Muslims in the southern Philippines welcome the peace agreement reached by the central government and Muslim rebels, hoping it will end the 40-year conflict that has killed 120,000 people and stalled development in the resource-rich region.

Placards reading "End the conflict" and "Experience real peace and progress" lined a highway in Maguindanao province, days after President Benigno Aquino announced the agreement.

Violence has disrupted lives in Muslim-dominated provinces of Mindanao, where hundreds have been displaced in decades of fighting between government troops and rebels.

Suad Dimauko, a mother of 11, has moved her family from one house to the next, fleeing fighting in Maguindanao province, a hotspot which is home to many supporters of the Moro Islamic Liberation Front (MILF).

Only three of Dimauko's children are in school. The family survives on corn farming, but their crops are at times destroyed when troops sweep through their village.

Just when Dimauko thought they had found a safe place in the town of Datu Unsay, soldiers fought with a breakaway group of the MILF last August, forcing 60,000 people to flee.

Dimauko sought shelter for one month in an evacuation centre where food was scarce, she said.

"Certainly, what we want is peace so that we won't have to leave this place, to evacuate. It's difficult to be displaced, with many children," Dimauko said.

Datu Unsay Central Elementary School was not spared by last August's fighting. Shells destroyed the roofs of some classrooms and left bullet marks on the wall.

Around 200 of the school's 1,000 students have not returned. Some classes are held outdoors, on a platform.

School principal Maria Elena Ibrahim is hopeful that the peace agreement will bring normality to the lives of the school children.

"I hope we will have peace and order in our community, so that the children can continue with their studies, and their parents can look for good livelihood," Ibrahim said.

Muslims in Maguindanao province are optimistic that the political entity called "Bangsamoro," which will eventually be created after a law is passed, will usher in development.

The south's volatile and often violent politics could still hamper the plans. There is a risk that radical Islamic factions could split from the MILF and carry on fighting in a region that has a history of links with al Qaeda militants.

Shortly after the announcement, a breakaway group said it would continue to fight for an independent Islamic state.

Among the youth in Maguindanao province however, hopes are high that the future leaders of Bangsamoro will overcome politics and establish a government steeped in Islamic values.

"Muslims are not bad people.

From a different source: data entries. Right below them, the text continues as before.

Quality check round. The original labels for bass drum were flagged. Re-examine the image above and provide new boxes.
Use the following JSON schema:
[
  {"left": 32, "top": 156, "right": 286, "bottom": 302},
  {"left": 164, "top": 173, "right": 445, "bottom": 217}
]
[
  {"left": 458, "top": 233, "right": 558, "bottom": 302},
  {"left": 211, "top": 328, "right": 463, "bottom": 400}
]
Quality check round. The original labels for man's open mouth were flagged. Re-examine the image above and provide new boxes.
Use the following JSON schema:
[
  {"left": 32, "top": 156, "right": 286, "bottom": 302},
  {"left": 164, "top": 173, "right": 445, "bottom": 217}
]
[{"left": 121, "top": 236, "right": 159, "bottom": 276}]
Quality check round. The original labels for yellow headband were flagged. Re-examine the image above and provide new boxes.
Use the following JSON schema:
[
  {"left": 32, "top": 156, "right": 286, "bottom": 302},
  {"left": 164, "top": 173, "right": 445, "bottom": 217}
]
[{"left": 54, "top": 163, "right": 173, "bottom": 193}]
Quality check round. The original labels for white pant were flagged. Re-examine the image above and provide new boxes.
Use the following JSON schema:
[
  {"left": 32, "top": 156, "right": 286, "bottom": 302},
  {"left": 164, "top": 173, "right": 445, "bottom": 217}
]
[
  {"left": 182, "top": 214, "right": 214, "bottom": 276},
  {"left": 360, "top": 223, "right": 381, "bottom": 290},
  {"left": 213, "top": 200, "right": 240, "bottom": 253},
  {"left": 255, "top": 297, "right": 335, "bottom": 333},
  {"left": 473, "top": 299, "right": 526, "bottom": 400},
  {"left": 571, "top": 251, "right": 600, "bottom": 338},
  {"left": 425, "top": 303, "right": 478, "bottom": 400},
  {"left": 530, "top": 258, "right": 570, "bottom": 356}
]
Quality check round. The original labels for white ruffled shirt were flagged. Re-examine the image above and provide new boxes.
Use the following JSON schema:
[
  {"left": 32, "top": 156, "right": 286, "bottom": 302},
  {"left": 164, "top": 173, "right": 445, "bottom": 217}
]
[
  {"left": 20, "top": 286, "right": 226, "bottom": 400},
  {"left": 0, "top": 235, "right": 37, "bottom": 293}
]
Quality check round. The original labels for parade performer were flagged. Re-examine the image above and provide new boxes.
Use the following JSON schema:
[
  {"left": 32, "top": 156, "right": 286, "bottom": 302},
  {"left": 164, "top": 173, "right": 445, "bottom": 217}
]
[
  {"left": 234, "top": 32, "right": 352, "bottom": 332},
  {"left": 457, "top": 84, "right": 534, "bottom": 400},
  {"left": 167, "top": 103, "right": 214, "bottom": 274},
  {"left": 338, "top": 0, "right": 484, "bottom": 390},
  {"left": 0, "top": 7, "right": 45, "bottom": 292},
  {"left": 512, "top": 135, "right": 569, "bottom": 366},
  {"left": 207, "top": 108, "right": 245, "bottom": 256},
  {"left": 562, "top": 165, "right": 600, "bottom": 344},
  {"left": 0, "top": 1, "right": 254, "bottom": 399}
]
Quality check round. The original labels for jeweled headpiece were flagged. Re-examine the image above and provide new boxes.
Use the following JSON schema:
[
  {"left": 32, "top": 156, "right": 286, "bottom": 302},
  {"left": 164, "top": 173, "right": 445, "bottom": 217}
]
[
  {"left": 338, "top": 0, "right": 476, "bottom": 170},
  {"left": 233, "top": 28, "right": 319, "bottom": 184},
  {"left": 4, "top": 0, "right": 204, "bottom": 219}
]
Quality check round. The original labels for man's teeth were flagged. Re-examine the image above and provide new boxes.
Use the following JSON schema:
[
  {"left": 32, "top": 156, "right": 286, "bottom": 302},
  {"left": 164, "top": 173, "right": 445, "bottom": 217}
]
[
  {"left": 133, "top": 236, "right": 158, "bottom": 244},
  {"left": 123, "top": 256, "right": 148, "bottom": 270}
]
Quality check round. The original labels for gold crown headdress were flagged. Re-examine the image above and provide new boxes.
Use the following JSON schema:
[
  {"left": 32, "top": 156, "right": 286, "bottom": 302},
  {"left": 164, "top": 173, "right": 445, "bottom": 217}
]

Not all have bad intentions. Of course they just want to fight for what they want, so that everyone's welfare will be protected," said high school student Noraynon Jariah Pandan, who goes to an Islamic school.

The MILF and the government still need to thrash out details of their broad agreement in the months ahead as a 15-member commission drafts a law by 2015 to send to Congress.

The two sides agreed only that there would be "just and equitable" sharing of resources, which are believed to include large reserves of natural gas. Determining how much power the area will have over law, such as its scope to administer sharia justice, is another remaining challenge for negotiators.

Local leaders including Cotabato City vice-mayor Muslimin Sema have mixed feelings about the peace deal. Sema is also chairman of the Moro National Liberation Front, another rebel group that signed a peace accord with the government in 1996.

Sema brought up the failures of the quasi-autonomous political body called the Autonomous Region of Muslim Mindanao (ARMM), established in 1989 to quell rebel fighting.

Heavily dependent on the central government, ARMM is often criticised for corruption and warlordism. Some of its provinces are among the country's poorest.

"Of course many want peace, but you know, seeing how the Autonomous Region of Muslim Mindanao was governed, how it is, you know, it seems some people were turned off. They don't want to be part of a messy organisation," Sema said.

The newly conceived Bangsamoro area will gain powers such as the right to impose taxes to cut central government subsidies, a bigger share in revenues from natural resources and a more active role in internal security.

But the Philippine government will continue to hold exclusive powers of defence and security, foreign policy, monetary policy, citizenship and naturalisation.